1.    There are no quiet and peaceful areas anymore anywhere. Since commercializing an area means that everything and anything can and is allowed to sprout in the name of commerce in the middle of residential areas.

2.    This means that the infrastructure leading to residential areas, like roads, which were never meant for heavy commercial traffic, suffer the results of this. We get awful pot-holes which the road maintenance 'authorities' are very averse to fixing as soon as they are messed up.

3.    There is no regulation on the noise levels created by all of the above since everybody uses these so-called residential areas for everything under the sun. For example, tuk tuks and matatus and even some private cars, play loud and earsplitting levels of music at all hours of the day and night. Heavy commercial vehicles encroach and rev with resultant exhaust fumes pervading our houses nearly all the time.

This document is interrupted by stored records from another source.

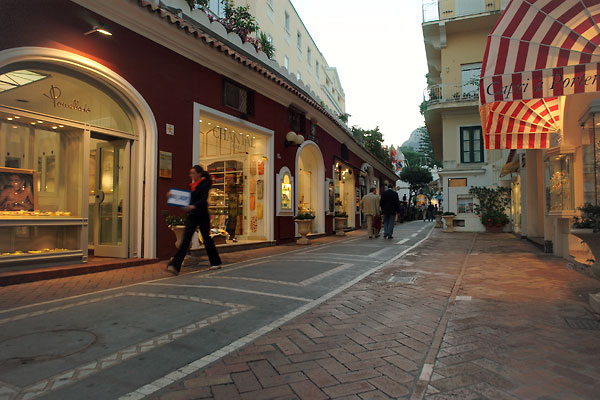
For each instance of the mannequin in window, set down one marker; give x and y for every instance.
(16, 196)
(233, 205)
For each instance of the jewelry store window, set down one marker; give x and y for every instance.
(41, 183)
(236, 158)
(559, 181)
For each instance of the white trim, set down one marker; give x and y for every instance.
(199, 111)
(147, 151)
(320, 211)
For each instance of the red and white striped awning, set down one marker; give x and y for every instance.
(539, 49)
(522, 124)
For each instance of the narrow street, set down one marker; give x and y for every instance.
(124, 337)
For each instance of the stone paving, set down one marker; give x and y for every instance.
(463, 316)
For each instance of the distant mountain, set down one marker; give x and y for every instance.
(414, 140)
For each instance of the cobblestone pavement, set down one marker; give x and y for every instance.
(463, 316)
(53, 289)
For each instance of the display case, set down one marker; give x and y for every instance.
(559, 180)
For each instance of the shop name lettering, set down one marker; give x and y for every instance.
(496, 88)
(235, 138)
(55, 93)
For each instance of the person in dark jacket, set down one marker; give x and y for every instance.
(197, 217)
(390, 206)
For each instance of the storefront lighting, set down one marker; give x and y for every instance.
(100, 29)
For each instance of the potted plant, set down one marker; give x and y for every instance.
(438, 219)
(340, 222)
(491, 206)
(449, 220)
(587, 228)
(177, 224)
(304, 222)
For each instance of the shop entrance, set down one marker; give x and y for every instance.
(109, 196)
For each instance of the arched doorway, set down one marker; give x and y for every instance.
(310, 184)
(89, 139)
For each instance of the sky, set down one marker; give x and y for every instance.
(377, 47)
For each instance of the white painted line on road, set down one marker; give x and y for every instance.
(282, 296)
(464, 298)
(206, 360)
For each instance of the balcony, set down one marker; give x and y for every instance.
(438, 10)
(446, 93)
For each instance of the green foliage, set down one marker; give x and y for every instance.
(306, 215)
(590, 218)
(492, 203)
(372, 140)
(174, 220)
(417, 178)
(265, 45)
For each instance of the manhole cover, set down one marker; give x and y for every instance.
(583, 323)
(403, 277)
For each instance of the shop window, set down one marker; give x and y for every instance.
(471, 145)
(297, 120)
(559, 182)
(285, 192)
(238, 98)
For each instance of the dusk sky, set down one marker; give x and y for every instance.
(378, 50)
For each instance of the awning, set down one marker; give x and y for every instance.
(539, 49)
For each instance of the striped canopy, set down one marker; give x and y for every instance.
(539, 49)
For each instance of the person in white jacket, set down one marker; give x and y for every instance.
(370, 207)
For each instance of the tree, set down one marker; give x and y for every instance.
(417, 178)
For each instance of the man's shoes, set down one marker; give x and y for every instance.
(172, 269)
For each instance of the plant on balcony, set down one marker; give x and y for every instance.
(491, 206)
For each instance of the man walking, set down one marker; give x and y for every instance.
(370, 207)
(390, 205)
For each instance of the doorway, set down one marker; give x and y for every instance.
(108, 204)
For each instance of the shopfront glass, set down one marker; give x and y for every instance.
(236, 158)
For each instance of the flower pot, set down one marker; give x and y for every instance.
(304, 226)
(178, 230)
(340, 223)
(449, 220)
(494, 229)
(592, 240)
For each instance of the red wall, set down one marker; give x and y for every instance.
(169, 83)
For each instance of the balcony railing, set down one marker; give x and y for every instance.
(436, 10)
(445, 93)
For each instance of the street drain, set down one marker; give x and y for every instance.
(403, 277)
(583, 323)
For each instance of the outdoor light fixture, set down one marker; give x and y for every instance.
(293, 139)
(100, 29)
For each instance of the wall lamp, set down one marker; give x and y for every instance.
(100, 29)
(293, 139)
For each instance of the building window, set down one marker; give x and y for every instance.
(471, 145)
(270, 10)
(286, 26)
(238, 98)
(470, 74)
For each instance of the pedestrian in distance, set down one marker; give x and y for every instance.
(390, 206)
(197, 217)
(369, 205)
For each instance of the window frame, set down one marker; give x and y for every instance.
(471, 131)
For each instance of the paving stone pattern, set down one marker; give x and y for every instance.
(508, 340)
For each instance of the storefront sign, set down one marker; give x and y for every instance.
(55, 93)
(166, 164)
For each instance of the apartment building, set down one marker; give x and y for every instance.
(454, 33)
(295, 48)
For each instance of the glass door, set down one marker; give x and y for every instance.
(110, 228)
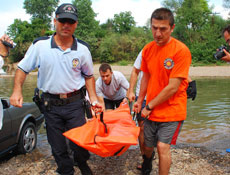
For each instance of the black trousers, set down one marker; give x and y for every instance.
(58, 120)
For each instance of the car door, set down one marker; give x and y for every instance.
(6, 136)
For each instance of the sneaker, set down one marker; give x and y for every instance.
(139, 166)
(84, 168)
(146, 165)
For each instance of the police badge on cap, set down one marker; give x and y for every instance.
(67, 11)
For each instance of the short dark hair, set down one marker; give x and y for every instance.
(104, 67)
(227, 29)
(163, 14)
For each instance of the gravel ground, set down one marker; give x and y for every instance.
(185, 160)
(204, 71)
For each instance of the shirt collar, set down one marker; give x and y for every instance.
(54, 45)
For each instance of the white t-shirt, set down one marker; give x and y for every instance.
(116, 90)
(1, 114)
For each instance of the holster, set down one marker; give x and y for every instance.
(86, 104)
(37, 100)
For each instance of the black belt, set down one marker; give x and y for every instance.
(62, 99)
(63, 96)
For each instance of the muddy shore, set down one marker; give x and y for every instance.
(186, 160)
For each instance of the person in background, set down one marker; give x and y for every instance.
(65, 68)
(165, 66)
(111, 87)
(4, 52)
(226, 34)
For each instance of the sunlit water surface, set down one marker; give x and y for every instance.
(208, 120)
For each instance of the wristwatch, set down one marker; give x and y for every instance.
(94, 103)
(148, 108)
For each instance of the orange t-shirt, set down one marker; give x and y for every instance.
(162, 63)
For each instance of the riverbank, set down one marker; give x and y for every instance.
(194, 72)
(200, 71)
(185, 161)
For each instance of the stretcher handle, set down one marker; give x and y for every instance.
(101, 119)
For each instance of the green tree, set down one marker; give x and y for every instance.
(199, 29)
(23, 33)
(173, 5)
(88, 28)
(123, 22)
(226, 4)
(41, 9)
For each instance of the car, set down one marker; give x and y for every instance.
(20, 127)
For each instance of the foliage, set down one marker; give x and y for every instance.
(88, 28)
(199, 29)
(123, 22)
(24, 33)
(116, 47)
(173, 5)
(119, 40)
(41, 9)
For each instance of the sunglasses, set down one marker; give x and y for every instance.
(66, 20)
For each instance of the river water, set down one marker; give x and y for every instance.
(208, 120)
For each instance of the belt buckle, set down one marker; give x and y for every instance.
(63, 96)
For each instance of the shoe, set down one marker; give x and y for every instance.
(139, 167)
(84, 168)
(146, 165)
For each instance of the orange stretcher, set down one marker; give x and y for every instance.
(111, 134)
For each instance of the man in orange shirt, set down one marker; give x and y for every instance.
(165, 63)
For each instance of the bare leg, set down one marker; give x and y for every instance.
(141, 136)
(164, 158)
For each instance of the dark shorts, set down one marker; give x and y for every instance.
(165, 132)
(112, 104)
(139, 117)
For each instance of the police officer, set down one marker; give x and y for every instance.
(4, 51)
(64, 67)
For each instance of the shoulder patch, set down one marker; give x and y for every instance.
(41, 38)
(84, 43)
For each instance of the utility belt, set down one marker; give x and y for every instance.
(62, 99)
(47, 100)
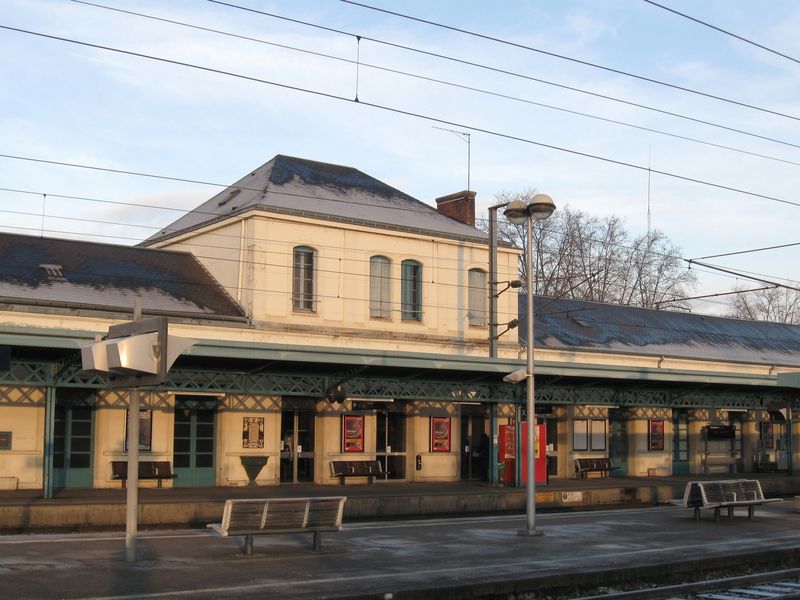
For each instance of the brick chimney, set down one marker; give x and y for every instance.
(459, 206)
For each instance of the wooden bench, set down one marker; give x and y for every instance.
(356, 468)
(593, 465)
(723, 494)
(148, 469)
(247, 517)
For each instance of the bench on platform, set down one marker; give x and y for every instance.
(356, 468)
(148, 469)
(723, 494)
(248, 518)
(602, 465)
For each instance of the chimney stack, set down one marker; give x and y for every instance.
(459, 206)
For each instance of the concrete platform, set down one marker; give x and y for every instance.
(467, 557)
(75, 509)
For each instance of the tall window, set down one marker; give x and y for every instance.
(303, 278)
(478, 294)
(379, 287)
(411, 291)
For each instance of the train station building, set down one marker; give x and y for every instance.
(337, 318)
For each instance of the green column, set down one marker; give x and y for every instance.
(49, 439)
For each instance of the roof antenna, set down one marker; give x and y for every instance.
(44, 204)
(649, 172)
(464, 135)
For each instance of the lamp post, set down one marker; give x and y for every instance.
(540, 207)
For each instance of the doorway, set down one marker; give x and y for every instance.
(680, 442)
(390, 441)
(474, 445)
(73, 439)
(618, 450)
(194, 441)
(297, 446)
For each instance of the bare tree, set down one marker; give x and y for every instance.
(777, 304)
(589, 258)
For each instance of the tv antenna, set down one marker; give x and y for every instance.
(464, 135)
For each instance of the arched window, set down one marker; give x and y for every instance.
(303, 297)
(478, 295)
(380, 302)
(411, 291)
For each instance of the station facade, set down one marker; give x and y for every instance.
(336, 318)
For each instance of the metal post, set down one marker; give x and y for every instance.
(493, 281)
(132, 508)
(531, 404)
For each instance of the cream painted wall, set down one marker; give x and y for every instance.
(24, 461)
(109, 434)
(343, 251)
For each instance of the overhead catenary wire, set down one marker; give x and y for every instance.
(358, 63)
(568, 58)
(385, 108)
(725, 31)
(503, 72)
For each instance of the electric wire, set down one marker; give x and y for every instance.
(440, 81)
(570, 59)
(394, 110)
(508, 73)
(725, 31)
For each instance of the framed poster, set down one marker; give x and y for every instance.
(252, 432)
(656, 436)
(352, 433)
(145, 430)
(440, 434)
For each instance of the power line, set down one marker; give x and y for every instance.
(570, 59)
(509, 73)
(382, 108)
(437, 81)
(726, 32)
(765, 248)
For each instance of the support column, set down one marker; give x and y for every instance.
(49, 441)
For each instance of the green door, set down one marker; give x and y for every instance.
(72, 440)
(194, 441)
(680, 442)
(618, 451)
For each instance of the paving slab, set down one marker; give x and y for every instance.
(467, 557)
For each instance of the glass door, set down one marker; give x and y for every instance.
(618, 450)
(72, 441)
(297, 446)
(680, 442)
(474, 447)
(390, 442)
(194, 442)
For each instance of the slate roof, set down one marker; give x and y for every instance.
(580, 325)
(320, 190)
(79, 274)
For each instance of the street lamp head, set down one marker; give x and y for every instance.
(541, 207)
(516, 212)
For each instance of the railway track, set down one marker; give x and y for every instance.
(777, 585)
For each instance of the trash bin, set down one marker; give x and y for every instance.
(252, 466)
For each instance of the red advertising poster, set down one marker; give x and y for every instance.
(540, 454)
(353, 433)
(656, 436)
(440, 434)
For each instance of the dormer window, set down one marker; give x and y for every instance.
(53, 271)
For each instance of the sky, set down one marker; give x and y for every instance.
(714, 175)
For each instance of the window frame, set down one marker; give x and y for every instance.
(380, 287)
(411, 290)
(477, 298)
(304, 279)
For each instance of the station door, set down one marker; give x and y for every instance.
(194, 441)
(73, 439)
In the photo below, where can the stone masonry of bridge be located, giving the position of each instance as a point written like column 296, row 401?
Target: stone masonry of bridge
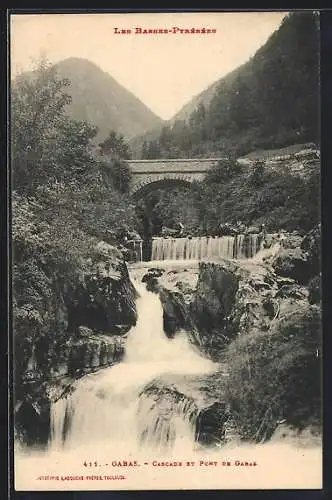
column 149, row 173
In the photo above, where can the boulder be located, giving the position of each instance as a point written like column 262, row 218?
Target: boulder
column 214, row 298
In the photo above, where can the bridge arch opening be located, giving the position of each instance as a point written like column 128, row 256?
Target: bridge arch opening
column 161, row 205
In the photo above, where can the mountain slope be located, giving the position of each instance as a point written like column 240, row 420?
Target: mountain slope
column 271, row 101
column 99, row 99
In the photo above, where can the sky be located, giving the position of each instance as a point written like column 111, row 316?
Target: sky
column 163, row 70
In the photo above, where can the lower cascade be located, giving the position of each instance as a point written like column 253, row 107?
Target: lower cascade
column 227, row 247
column 109, row 409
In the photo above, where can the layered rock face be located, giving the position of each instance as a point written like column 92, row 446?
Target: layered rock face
column 261, row 319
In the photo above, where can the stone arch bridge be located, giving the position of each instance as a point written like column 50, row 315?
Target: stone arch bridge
column 151, row 174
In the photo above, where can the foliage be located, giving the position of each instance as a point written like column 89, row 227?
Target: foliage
column 276, row 375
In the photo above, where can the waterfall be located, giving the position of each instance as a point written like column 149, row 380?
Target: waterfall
column 225, row 247
column 110, row 408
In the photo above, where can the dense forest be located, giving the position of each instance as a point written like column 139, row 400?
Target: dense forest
column 270, row 101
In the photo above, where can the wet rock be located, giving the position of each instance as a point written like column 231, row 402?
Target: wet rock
column 214, row 298
column 32, row 421
column 292, row 263
column 311, row 244
column 175, row 312
column 156, row 272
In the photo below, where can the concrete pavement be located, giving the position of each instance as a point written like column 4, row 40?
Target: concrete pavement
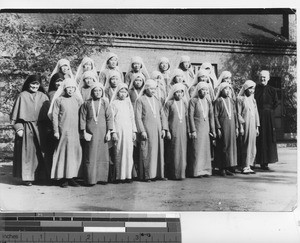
column 275, row 190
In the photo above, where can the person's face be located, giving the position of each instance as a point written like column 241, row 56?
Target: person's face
column 202, row 78
column 70, row 91
column 112, row 62
column 138, row 83
column 227, row 79
column 226, row 92
column 64, row 69
column 208, row 69
column 136, row 66
column 185, row 65
column 114, row 81
column 89, row 81
column 178, row 79
column 159, row 78
column 164, row 66
column 203, row 92
column 178, row 95
column 122, row 94
column 249, row 91
column 97, row 93
column 264, row 78
column 151, row 91
column 58, row 83
column 87, row 66
column 34, row 87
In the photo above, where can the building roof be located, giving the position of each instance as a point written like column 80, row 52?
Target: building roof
column 205, row 28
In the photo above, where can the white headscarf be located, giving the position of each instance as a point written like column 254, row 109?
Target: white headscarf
column 248, row 84
column 112, row 73
column 120, row 86
column 189, row 74
column 137, row 59
column 59, row 64
column 211, row 72
column 199, row 86
column 221, row 87
column 150, row 83
column 105, row 65
column 201, row 72
column 161, row 81
column 98, row 85
column 80, row 68
column 175, row 88
column 134, row 77
column 68, row 82
column 177, row 72
column 224, row 74
column 87, row 74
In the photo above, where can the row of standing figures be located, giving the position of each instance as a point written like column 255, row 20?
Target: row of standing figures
column 116, row 132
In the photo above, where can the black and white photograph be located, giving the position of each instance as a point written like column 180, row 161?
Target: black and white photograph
column 173, row 110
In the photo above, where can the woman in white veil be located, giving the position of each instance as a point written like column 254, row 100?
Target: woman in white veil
column 111, row 63
column 136, row 66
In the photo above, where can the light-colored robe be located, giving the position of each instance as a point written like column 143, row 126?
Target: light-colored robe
column 67, row 155
column 152, row 149
column 226, row 150
column 176, row 148
column 95, row 152
column 200, row 155
column 248, row 117
column 124, row 126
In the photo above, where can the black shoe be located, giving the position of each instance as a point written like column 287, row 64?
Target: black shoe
column 229, row 173
column 72, row 182
column 64, row 183
column 265, row 167
column 27, row 183
column 89, row 185
column 102, row 183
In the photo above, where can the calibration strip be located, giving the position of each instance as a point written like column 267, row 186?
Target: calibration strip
column 89, row 227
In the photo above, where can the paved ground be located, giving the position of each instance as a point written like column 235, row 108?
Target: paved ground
column 265, row 191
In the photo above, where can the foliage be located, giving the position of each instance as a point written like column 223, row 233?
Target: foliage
column 29, row 46
column 247, row 66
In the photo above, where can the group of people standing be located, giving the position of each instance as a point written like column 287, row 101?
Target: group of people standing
column 164, row 125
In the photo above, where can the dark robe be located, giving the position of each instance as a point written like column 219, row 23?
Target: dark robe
column 226, row 150
column 95, row 152
column 30, row 115
column 267, row 101
column 200, row 148
column 152, row 150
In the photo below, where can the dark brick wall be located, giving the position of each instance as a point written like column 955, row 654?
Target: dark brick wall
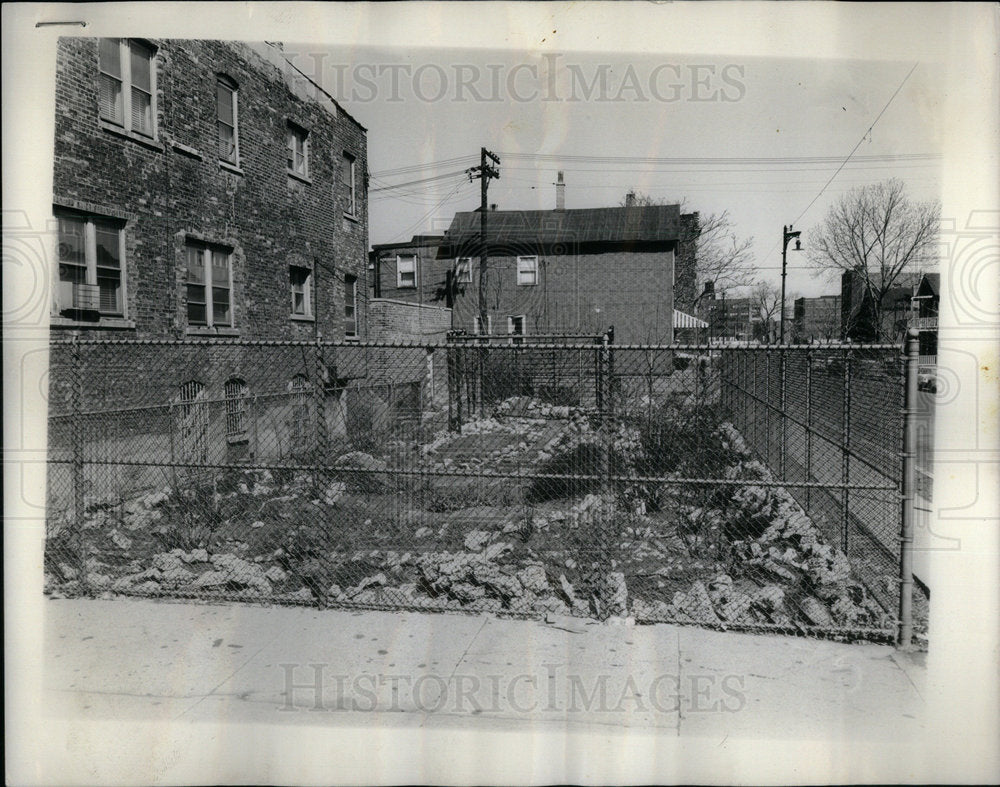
column 685, row 282
column 632, row 289
column 175, row 188
column 395, row 321
column 431, row 274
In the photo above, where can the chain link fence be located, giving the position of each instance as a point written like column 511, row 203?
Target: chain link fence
column 746, row 488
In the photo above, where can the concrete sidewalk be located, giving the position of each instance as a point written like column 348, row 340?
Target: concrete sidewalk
column 160, row 661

4.    The mushrooming of sky scrapper buildings without any specific planning everywhere means that huge trucks carrying building materials are continuously plying our 'delicate' side roads degrading them. This also means, due to no planning, that these buildings block the light and air, etc., of others next to them. One would think that our town planners would make sure that things are planned in such a way in this day of environmental awareness that people can use the maximum of natural light and if structures are prefabricated, these heavy commercial vehicles supplying building materials would be to a minimum. Not to mention that houses, etc., would be more cost effective for the builder and the buyer, as well as environment friendly. But, do our policy makers even give a moments thought to such issues?

5.    We need lots of green open spaces for various reasons among which are places for children to play. Most of our residential areas and estates have none. Why?

6.    Instead, we have livestock sprinkled all over town and residential areas causing terrible traffic jams and questionable health issues.

7.    There is no enforcement of the amount of noise that can be allowed at anytime anywhere, including residential areas. Therefore, when the average Kenyan goes home expecting peace and quiet and to be able to relax, there is no such thing, as s/he is inundated by noise, air-pollution, etc. Even the children who need this peace and quiet more than anybody else to study, find none. And those are our future. Despite there being laws regarding noise and air pollution, NEMA rarely enforces this, even after such things are reported to them. Why?

8.    Since roads are not maintained and upgraded, all road users; yes, even pedestrians (who are in the majority), suffer the consequences, especially during the rainy season. When, we suffer some injury or damage to our person and vehicles, our road maintenance 'authorities' are never taken to task by being sued for damages. In this day of unbelievable expenses and despite paying road and fuel levy, very few roads are fixed or maintained. If anybody wants examples, please, contact me and I will show them 'live' examples. As I've mentioned countless times previously, Coast Province has a 'shortage' of any new roads built since independence and even the ones that are still there are not maintained in a timely manner. Only up-country roads are made and maintained. Why? We urgently need new roads down here, too, since Mombasa has been given a 'city' status ages ago, but, it is only in name. We also pay taxes, remember, by the millions every single day via road and fuel levy. Use it to give us better roads, please.